Imagine my horror when my girlfriend says she wants to name our child Crumb. I hold her shoulder in a way that is neither strong nor tender. Pregnancy is a slow, repugnant process I know nothing about. Aren't I glad to nod at numerals. All I know is when the time comes. When the time comes. She pinches her mouth shut. The doctors are draining the love out of her like amniotic fluid. I like to think of relevant similes when I am not concentrating.

Every house I've passed in the neighbourhood seems to be lit with the same harsh, horrible strip-lights. Maybe there is a shortage of fuzzy yellow light bulbs in the world. Maybe there will be massive inflation, and somewhere in Jordan or China or wherever is full of lightbulbs a man with a beard has hordes of those coveted yellow lightbulbs gathering dust in his basement. I don't know about you, but I like mood lighting. Mood lighting that lit-up ecstasy evening that is the beginning of Crumb (already I'm getting used to the name). I dislike it when people say Making Love. These people are usually the same frizzy-haired, weepy women who read the sickeningly blurbed, saccharine novels advertised in train stations. My girlfriend and I were horny and parched.
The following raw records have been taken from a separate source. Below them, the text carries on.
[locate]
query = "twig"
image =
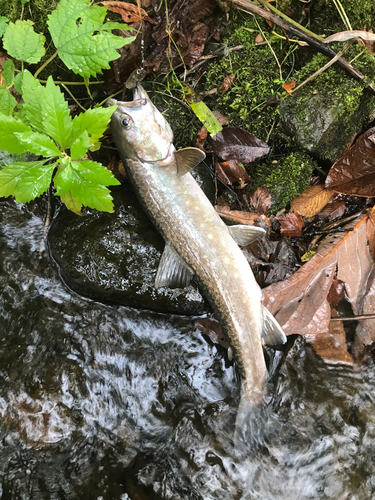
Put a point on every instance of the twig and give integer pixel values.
(302, 34)
(353, 318)
(323, 68)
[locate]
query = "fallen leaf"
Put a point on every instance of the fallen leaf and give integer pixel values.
(300, 302)
(261, 200)
(333, 210)
(289, 86)
(331, 345)
(365, 331)
(354, 172)
(235, 143)
(371, 232)
(227, 82)
(343, 36)
(231, 172)
(241, 217)
(311, 200)
(130, 13)
(336, 292)
(291, 224)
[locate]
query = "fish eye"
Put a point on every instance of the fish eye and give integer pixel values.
(125, 121)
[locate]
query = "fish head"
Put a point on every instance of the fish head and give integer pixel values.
(139, 129)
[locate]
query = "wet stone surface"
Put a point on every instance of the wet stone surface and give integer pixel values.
(113, 403)
(114, 258)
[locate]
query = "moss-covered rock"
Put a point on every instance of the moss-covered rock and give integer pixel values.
(285, 178)
(325, 113)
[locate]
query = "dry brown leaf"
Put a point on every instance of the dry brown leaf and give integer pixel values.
(343, 36)
(241, 217)
(289, 86)
(354, 172)
(291, 224)
(331, 345)
(311, 200)
(300, 302)
(371, 232)
(130, 13)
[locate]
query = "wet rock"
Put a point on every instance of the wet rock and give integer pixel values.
(113, 258)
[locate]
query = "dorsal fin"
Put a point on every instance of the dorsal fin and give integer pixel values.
(172, 271)
(188, 158)
(244, 235)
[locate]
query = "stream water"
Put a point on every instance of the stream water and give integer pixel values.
(107, 402)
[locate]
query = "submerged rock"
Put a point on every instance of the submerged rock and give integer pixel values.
(113, 258)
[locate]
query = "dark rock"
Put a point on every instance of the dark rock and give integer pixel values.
(113, 258)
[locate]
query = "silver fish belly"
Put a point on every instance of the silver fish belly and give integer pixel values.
(197, 240)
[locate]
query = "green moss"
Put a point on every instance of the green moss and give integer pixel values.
(258, 77)
(324, 15)
(286, 178)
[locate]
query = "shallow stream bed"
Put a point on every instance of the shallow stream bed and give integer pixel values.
(113, 403)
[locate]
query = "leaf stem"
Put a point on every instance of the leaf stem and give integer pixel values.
(45, 64)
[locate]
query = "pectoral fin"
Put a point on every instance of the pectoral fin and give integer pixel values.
(244, 235)
(187, 159)
(272, 331)
(172, 271)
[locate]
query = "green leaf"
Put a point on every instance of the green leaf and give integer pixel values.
(8, 72)
(80, 146)
(72, 26)
(94, 122)
(3, 25)
(22, 43)
(7, 101)
(207, 117)
(8, 140)
(71, 202)
(85, 181)
(46, 108)
(25, 181)
(18, 82)
(39, 144)
(57, 120)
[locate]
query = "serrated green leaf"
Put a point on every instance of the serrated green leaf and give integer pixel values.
(18, 82)
(3, 24)
(86, 181)
(8, 139)
(32, 92)
(22, 43)
(25, 181)
(94, 122)
(57, 121)
(72, 26)
(80, 146)
(39, 144)
(207, 117)
(8, 72)
(71, 202)
(7, 101)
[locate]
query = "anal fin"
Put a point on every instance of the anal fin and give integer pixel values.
(272, 331)
(244, 235)
(172, 271)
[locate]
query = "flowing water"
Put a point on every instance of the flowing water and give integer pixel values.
(107, 402)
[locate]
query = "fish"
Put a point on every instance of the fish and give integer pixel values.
(197, 241)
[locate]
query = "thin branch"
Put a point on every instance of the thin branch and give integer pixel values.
(302, 34)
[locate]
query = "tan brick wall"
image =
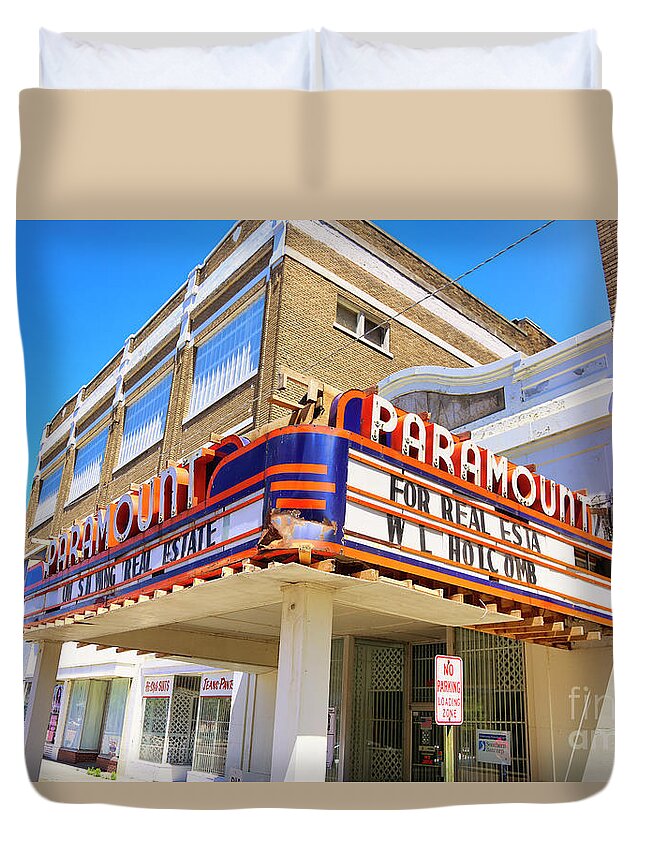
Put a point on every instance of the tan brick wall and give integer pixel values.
(377, 289)
(298, 333)
(227, 246)
(608, 241)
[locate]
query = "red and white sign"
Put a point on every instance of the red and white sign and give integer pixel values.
(157, 687)
(214, 684)
(448, 690)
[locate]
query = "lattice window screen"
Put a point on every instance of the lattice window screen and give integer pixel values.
(211, 740)
(183, 717)
(228, 358)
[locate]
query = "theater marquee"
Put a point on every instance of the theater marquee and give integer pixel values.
(377, 487)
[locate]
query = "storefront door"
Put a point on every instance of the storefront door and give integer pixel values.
(427, 739)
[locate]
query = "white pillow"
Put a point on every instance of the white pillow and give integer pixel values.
(564, 62)
(285, 62)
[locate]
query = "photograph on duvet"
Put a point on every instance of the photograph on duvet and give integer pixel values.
(318, 500)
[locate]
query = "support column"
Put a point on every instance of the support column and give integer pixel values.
(40, 703)
(302, 696)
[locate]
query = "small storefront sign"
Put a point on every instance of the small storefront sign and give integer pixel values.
(157, 687)
(448, 690)
(216, 685)
(494, 747)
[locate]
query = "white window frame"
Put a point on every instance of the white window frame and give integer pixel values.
(199, 404)
(86, 484)
(42, 517)
(358, 335)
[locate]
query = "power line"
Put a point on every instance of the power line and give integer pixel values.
(449, 283)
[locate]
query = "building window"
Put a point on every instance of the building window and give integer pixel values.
(369, 329)
(453, 410)
(26, 691)
(49, 487)
(211, 740)
(114, 714)
(153, 729)
(228, 358)
(145, 420)
(183, 717)
(87, 466)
It wasn't Making Love, evidently we were Making Crumb.

I'm walking toward the bus stop and going through my pockets. In my mind there is a crystal ball. It is apparently ineffective, as the visions in the crystal ball are unfailingly disparate to what really comes. Crumb is eight years old, not very good looking. Already he is developing a healthy complex. He gets too attached to his playground friends and is often caught stealing miscellaneous household items (a bottle of Windex, a candle, a screwdriver, nail varnish, an expired block of cheese) to give to them. Love offerings. Sometimes he bites the inside of his mouth in his sleep. He doesn't know it yet, but this is his way of cursing his scatty mother for giving him such a stupid name. Like his name he is strange and small. But he doesn't need to worry, least of all now. In six years, he will have shed all his soft teeth and he will shoot up- strapping, taller than his dead father.